The CMD instruction has three forms:

CMD ["executable","param1","param2"] (exec form, this is the preferred form)
CMD ["param1","param2"] (as default parameters to ENTRYPOINT)
CMD command param1 param2 (shell form)

For CMD, there are some notes:

Only the last one CMD instruction takes effect in a Dockerfile.
If CMD provides the default arguments for ENTRYPOINT, both CMD and ENTRYPOINT must be JSON array formatted.
In JSON array format, double-quote (") must be used.
Exec format does not invoke a command shell.
For example, CMD ["echo", "$HOME"] outputs $HOME exactly instead of the environment value of $HOME. To echo the value, do this:

CMD echo $HOME
or
CMD ["sh", "-c", "echo $HOME"]

Instruction — ENTRYPOINT

The ENTRYPOINT specifies an executable as an entrypoint of a container. When the container is launched, the command specified by ENTRYPOINT will be run first.

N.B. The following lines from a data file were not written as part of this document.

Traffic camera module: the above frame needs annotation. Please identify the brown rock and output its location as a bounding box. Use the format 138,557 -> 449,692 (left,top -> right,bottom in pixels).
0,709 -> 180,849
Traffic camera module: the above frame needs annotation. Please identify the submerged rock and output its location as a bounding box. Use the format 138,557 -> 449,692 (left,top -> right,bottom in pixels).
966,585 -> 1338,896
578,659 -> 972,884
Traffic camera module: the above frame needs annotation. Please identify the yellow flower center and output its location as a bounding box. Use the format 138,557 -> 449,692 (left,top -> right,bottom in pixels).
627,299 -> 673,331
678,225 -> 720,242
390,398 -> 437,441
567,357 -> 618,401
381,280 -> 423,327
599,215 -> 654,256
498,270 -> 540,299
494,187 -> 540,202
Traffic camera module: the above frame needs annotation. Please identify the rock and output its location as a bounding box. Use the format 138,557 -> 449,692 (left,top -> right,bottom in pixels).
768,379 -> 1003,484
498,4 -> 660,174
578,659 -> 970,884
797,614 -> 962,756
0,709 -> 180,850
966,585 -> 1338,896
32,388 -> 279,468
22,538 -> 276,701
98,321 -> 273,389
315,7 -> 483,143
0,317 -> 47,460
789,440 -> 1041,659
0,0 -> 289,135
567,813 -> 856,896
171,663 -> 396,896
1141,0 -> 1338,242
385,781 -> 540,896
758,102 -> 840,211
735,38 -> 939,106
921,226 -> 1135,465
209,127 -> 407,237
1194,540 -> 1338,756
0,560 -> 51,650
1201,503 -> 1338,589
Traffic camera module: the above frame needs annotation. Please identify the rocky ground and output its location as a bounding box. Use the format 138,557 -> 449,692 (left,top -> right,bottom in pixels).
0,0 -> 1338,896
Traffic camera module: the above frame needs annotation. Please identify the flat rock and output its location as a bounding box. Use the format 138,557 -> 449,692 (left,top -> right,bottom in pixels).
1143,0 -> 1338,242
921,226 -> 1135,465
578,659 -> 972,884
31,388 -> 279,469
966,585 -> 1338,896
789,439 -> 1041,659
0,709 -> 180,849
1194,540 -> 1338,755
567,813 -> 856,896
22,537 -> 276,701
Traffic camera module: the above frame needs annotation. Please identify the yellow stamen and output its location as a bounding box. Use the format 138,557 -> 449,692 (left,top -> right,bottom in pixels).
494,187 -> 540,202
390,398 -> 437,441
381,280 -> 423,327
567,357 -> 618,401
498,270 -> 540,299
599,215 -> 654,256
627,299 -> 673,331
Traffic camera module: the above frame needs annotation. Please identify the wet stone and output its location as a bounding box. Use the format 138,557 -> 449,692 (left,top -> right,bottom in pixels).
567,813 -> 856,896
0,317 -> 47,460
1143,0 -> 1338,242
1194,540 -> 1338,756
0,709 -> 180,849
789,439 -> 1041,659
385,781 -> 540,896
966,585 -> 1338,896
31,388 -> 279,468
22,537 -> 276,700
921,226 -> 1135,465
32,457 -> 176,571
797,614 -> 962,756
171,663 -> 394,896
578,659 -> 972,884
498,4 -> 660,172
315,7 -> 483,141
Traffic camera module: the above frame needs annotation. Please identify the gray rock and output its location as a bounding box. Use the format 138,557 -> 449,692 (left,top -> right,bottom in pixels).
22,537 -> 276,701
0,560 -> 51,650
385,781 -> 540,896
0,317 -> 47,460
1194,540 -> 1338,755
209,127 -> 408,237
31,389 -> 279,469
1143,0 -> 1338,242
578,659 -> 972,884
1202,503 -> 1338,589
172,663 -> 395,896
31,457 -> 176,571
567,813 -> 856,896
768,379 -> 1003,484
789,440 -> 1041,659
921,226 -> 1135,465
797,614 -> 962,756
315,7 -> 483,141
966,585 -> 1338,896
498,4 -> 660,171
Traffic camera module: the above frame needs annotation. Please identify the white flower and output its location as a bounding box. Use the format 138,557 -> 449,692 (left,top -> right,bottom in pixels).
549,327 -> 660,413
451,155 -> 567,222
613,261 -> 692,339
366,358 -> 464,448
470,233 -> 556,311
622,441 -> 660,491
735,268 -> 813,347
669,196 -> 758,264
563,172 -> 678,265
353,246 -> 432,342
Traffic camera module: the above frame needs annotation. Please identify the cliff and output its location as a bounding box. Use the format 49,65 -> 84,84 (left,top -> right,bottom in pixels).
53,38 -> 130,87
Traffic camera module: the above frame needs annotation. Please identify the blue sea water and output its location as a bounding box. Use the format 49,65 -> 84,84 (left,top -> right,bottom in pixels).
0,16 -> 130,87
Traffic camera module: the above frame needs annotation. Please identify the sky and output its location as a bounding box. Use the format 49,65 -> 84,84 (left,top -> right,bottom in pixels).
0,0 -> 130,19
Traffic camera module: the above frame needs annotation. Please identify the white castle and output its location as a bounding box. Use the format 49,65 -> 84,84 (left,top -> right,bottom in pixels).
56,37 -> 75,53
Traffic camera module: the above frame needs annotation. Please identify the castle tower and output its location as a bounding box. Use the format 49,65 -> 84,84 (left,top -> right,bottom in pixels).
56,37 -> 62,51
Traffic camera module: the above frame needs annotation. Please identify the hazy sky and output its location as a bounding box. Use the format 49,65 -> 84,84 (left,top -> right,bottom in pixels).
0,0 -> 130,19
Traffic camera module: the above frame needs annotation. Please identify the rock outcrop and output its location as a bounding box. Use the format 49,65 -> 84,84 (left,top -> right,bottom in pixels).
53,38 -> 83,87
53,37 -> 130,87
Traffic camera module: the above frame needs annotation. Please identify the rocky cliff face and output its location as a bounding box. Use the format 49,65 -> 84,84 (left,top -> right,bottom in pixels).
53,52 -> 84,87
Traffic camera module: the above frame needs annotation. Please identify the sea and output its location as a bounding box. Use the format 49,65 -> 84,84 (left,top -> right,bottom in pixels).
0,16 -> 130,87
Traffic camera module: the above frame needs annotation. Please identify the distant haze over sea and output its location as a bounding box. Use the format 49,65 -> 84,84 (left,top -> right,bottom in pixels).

For ENTRYPOINT instruction, there are two forms:

The exec form (preferred):

ENTRYPOINT ["executable", "param1", "param2"]

The shell form:

ENTRYPOINT command param1 param2

Some notes for ENTRYPOINT:

Any command arguments passed to docker run will be appended to the ENTRYPOINT command.
The command arguments passed to docker run will override the ones provided by CMD.
ENTRYPOINT could be overridden by running docker run —entrypoint <command and arguments>.

Now, let’s go back the our first Dockerfile example. Before building the image, here is the content of run.sh file in the same directory with Dockerfile:

#!/bin/shecho "The current directory : $(pwd)"
echo "The VAR1 variable : $VAR1"
echo "There are $# arguments: $@"

Then, build it and run:

$ docker build -t myimage .
$ docker run -it --rm myimage
The current directory : /root
The VAR1 variable : version1
There are 1 arguments: arg1

We can see the output reflects ENTRYPOINT and CMD instructions in the last two line of the Dockerfile.

Now, let’s try to push some arguments to docker run:

$ docker run -it --rm myimage arg2 arg3
The current directory : /root
The VAR1 variable : version1
There are 2 arguments: arg2 arg3

As expected, the input arguments (arg2 and arg3) override the CMD at the last line.